Rethinking the Modern Data Stack

Rethinking the Modern Data Stack

2025-12-21

By Paul DeSalvo

20 min read

modern data stackdata engineeringdata architectureorchestrationanalyticsdata strategystorage economicstooling

Modern data engineering is often described as a stack.

Ingestion feeds transformation. Transformation feeds orchestration. The warehouse feeds BI. Each layer has a purpose, a vendor, and an ever-expanding surface area of features.

We didn’t build these assembly lines by accident. For a long time, they were survival. When compute was slow, storage was expensive, and querying operational systems was risky, the only reliable way to deliver analytics was to carefully control every step. Pipelines brought order to a fragile discipline.

But the constraints changed.
The architecture didn’t.

Today, we still build factories by default. We orchestrate complex pipelines and stitch together infrastructure before the work has stabilized. We optimize for control when the real constraint is learning speed.

What we need isn’t a better factory.
We need a workshop.

An environment that’s cheaper to run, faster to adapt, and responsive to questions that evolve faster than pipelines can. One that treats strong tools and cheap storage as leverage—not excuses to add more machinery.

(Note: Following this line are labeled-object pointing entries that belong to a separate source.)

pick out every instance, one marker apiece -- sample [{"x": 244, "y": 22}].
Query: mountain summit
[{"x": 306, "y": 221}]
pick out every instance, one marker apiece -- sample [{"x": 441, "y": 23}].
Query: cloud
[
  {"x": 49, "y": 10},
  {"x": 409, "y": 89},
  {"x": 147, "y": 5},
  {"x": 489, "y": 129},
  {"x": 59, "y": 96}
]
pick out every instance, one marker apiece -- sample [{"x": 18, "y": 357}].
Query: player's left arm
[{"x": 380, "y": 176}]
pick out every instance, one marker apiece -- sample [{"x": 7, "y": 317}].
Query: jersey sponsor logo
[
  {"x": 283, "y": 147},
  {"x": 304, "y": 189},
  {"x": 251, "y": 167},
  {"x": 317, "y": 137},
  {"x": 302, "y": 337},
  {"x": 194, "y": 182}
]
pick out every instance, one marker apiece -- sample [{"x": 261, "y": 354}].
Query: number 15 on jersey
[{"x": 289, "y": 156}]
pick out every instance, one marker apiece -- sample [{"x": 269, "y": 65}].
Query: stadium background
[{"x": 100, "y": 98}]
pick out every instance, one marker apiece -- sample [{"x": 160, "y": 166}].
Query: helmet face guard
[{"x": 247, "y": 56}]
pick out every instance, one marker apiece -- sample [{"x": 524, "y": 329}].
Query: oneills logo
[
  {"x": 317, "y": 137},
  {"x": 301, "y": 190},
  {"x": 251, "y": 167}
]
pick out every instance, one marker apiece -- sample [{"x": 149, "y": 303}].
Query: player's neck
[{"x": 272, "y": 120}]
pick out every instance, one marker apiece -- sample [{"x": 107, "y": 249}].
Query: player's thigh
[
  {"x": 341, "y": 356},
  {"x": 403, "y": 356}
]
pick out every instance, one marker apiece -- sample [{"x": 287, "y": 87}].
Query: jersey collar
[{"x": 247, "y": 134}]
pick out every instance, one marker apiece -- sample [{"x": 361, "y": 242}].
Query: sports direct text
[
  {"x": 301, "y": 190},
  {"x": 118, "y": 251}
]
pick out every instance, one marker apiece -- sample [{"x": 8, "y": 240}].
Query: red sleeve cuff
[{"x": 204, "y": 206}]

This isn’t an argument against rigor.
It’s an argument for rethinking why we assume a factory is the starting point at all.

Why the Stack Made Sense — The Assembly Line Era

The modern data stack made sense because, for a long time, data work genuinely needed to behave like a factory.

Back then, our hand tools were weak.

Laptops couldn’t scan large datasets without grinding to a halt. Query engines were slow. Memory was tight. Storage was expensive enough that you couldn’t just keep everything around and figure it out later. If you wanted to analyze serious volumes of data, you needed heavy machinery—large cloud clusters—and you had to use them carefully.

So teams built assembly lines.

Data had to move off operational systems, not because it was elegant, but because it was necessary. Production databases weren’t safe places to experiment. Running analytical queries against them risked outages, lock contention, or runaway costs. The safest option was to extract the data, reshape it, and push it somewhere designed for analysis.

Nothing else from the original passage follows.